Sept cercles en fer plat colorés, 95 cm de diamètre chacun

« Only a nail » (juste un clou), de Théo Pimare, reprend l’idée du masque d’infamie, avec une fonction presque cathartique. Nous sommes ici et aujourd’hui tous confrontés à des normes sociales qui nous forment, nous caractérisent et nous définissent comme autant de masques que nous devons porter, comme autant de petits clous qui nous piquent et nous construisent, dualité d’un mal dit « nécessaire », tel un Janus à deux visages. À chaque époque son masque, son infamie. Pour incarner cette idée, l’artiste a choisi comme symbole le clou. Le clou, élément potentiellement dangereux, est ici apprivoisé, il ne prend qu’empreinte du visage. Il l’effleure, le caresse pour ne garder que son souvenir, sa trace, car finalement, seul reste le clou. La dimension joue un rôle primordial dans la constitution de cette pièce, car elle est à hauteur d’homme, cependant moins large, afin d’obtenir une forme rectiligne qui reste dans l’idée de schéma du corps et qui ne soit pas sa reproduction.

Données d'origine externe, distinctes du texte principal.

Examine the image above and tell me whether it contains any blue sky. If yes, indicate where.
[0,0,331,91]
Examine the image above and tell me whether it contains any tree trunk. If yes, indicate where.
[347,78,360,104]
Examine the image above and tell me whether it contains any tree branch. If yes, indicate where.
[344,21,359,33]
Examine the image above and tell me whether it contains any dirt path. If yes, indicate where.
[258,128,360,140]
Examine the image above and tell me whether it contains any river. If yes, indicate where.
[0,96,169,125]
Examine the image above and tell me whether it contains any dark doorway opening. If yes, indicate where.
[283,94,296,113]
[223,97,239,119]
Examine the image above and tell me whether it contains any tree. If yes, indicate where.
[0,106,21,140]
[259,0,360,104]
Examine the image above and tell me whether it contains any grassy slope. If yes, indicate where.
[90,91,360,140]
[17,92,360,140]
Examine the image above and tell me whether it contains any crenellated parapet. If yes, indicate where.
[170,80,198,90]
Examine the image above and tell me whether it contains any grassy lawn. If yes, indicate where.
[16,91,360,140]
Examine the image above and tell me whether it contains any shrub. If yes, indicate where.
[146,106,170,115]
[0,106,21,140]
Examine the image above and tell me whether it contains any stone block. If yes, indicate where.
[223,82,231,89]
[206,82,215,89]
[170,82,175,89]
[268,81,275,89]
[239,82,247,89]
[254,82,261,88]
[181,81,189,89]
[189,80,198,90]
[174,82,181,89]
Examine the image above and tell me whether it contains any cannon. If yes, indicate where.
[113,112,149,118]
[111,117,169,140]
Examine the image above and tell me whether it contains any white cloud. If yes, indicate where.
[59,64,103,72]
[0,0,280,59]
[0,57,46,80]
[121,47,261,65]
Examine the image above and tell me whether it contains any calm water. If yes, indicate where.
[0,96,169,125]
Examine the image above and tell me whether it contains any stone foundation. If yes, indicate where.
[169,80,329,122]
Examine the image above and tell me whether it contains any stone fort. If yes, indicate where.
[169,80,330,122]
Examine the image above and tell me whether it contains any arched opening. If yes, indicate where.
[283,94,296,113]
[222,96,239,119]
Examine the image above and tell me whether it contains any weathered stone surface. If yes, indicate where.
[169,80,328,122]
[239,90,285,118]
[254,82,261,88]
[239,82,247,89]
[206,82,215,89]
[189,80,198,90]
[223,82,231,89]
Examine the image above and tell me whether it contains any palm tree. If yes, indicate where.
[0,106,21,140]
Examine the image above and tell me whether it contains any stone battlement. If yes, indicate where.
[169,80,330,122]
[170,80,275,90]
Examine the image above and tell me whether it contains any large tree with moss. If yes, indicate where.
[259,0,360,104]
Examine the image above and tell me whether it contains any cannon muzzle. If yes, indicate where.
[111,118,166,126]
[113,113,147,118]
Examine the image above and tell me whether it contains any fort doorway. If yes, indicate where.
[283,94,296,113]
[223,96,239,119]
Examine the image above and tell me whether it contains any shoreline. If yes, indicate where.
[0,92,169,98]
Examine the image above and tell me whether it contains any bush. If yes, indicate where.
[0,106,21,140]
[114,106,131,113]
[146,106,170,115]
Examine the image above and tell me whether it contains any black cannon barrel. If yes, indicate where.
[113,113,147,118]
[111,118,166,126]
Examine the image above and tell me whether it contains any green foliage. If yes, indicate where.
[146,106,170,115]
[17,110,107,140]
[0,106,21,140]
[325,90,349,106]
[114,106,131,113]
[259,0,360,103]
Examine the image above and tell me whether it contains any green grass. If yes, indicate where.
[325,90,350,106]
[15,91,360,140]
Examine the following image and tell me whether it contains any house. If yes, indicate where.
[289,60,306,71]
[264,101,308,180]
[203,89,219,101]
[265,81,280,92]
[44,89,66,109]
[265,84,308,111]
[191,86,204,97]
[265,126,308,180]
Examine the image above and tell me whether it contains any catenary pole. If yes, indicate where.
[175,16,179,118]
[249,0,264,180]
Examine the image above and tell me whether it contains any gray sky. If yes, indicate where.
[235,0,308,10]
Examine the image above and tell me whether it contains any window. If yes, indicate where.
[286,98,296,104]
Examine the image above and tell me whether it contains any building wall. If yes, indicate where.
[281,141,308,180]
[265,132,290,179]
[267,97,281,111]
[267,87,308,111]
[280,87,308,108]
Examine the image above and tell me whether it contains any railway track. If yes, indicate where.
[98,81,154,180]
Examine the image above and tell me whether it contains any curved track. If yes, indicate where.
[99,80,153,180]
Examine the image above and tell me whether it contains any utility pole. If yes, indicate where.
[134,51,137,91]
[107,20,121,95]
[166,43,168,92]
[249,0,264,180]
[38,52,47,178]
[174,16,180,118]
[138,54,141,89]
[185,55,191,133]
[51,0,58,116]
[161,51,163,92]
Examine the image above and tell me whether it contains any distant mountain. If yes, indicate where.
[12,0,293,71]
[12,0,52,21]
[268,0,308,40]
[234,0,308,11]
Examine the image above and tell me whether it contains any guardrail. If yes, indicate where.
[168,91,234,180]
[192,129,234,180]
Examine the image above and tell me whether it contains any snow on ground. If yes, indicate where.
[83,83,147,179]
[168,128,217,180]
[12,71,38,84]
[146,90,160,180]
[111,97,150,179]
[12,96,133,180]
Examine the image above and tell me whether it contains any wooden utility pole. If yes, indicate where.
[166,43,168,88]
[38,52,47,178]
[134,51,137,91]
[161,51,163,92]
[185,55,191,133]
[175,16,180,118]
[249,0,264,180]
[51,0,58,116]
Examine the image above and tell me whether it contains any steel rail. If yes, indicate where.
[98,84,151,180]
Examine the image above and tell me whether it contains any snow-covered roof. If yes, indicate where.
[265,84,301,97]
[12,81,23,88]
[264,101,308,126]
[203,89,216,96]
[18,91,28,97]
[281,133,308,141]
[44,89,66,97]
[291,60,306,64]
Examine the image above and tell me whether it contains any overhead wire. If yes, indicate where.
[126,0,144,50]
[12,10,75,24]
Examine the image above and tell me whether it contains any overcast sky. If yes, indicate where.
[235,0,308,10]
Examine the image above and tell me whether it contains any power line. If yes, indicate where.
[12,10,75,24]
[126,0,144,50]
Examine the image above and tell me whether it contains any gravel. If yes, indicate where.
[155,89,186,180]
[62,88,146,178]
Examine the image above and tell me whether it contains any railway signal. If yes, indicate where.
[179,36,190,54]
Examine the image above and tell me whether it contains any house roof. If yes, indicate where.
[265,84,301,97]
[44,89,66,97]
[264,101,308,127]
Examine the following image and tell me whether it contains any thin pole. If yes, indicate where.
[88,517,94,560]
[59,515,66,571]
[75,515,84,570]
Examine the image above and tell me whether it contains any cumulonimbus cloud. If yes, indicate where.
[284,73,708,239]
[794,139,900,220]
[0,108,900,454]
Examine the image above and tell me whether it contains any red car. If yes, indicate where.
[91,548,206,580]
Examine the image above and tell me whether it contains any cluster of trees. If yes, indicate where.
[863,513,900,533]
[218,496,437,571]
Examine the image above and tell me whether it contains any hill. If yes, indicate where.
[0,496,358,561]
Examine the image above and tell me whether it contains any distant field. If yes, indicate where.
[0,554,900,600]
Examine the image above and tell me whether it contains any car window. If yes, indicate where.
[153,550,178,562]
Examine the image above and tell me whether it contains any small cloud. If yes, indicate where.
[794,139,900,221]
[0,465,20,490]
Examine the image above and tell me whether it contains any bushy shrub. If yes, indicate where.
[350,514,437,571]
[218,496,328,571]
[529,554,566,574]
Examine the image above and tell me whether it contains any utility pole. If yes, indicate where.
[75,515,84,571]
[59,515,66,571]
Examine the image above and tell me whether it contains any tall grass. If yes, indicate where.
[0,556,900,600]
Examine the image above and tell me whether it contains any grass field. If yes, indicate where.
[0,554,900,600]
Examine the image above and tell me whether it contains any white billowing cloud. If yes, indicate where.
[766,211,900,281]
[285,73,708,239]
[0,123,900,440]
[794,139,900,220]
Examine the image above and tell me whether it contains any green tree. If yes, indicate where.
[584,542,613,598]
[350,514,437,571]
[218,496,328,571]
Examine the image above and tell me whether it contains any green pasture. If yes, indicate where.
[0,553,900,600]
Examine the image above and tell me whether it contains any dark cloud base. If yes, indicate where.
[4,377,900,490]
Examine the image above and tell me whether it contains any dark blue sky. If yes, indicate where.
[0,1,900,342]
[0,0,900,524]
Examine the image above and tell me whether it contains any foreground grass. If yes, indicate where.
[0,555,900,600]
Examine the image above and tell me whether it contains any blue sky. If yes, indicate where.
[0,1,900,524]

Le projet de David Mendy est inspiré de l’enseigne d’auberge Aux trois Rois mages qu’il utilise dans le but de créer une histoire avec, pour sujet, les prédateurs et ses proies. Un récit se crée liant l’histoire des Rois mages qui apportent des cadeaux à l’enfant Jésus et l’auberge accueillant les voyageurs. L’artiste a repris la structure des enseignes du musée pour suspendre sa réponse plastique polychrome. Sur la plaque de céramique émaillée, un bâtiment représente l’auberge et un oiseau symbolise l’esprit voyageur, c’est un prédateur qui se nourrit de poissons. La figure humaine protège ses moutons égarés et s’en prend de ce fait au monstre. Le monstre est un prédateur qui traque ses proies et les tue pour se nourrir, ici le prédateur est chassé, tel une proie. L’étoile guide tous les êtres vivants.

Angelica De Sisto propose quant à elle une plongée dans les détails de son quotidien, de son entourage, les petites choses qui semblent sans qualité

pour certains font entièrement partie de son travail consistant à les valoriser. Sa réponse plastique découle des heurtoirs, plus précisément des traces laissées sur leurs supports de présentation. Ces indices sont la matière intégrante de ses œuvres. Par le biais de ses productions, elle met en évidence des éléments que l’on souhaite oublier, qui peuvent parfois parasiter la lecture des objets. Les empreintes laissées par les heurtoirs, pour la plupart circulaires, lui sont apparues comme un ballet de valse qu’elle souhaitait absolument montrer et imprimer sur un matériau solide pour jouer avec le contraste de ces courbes et la froideur du fer.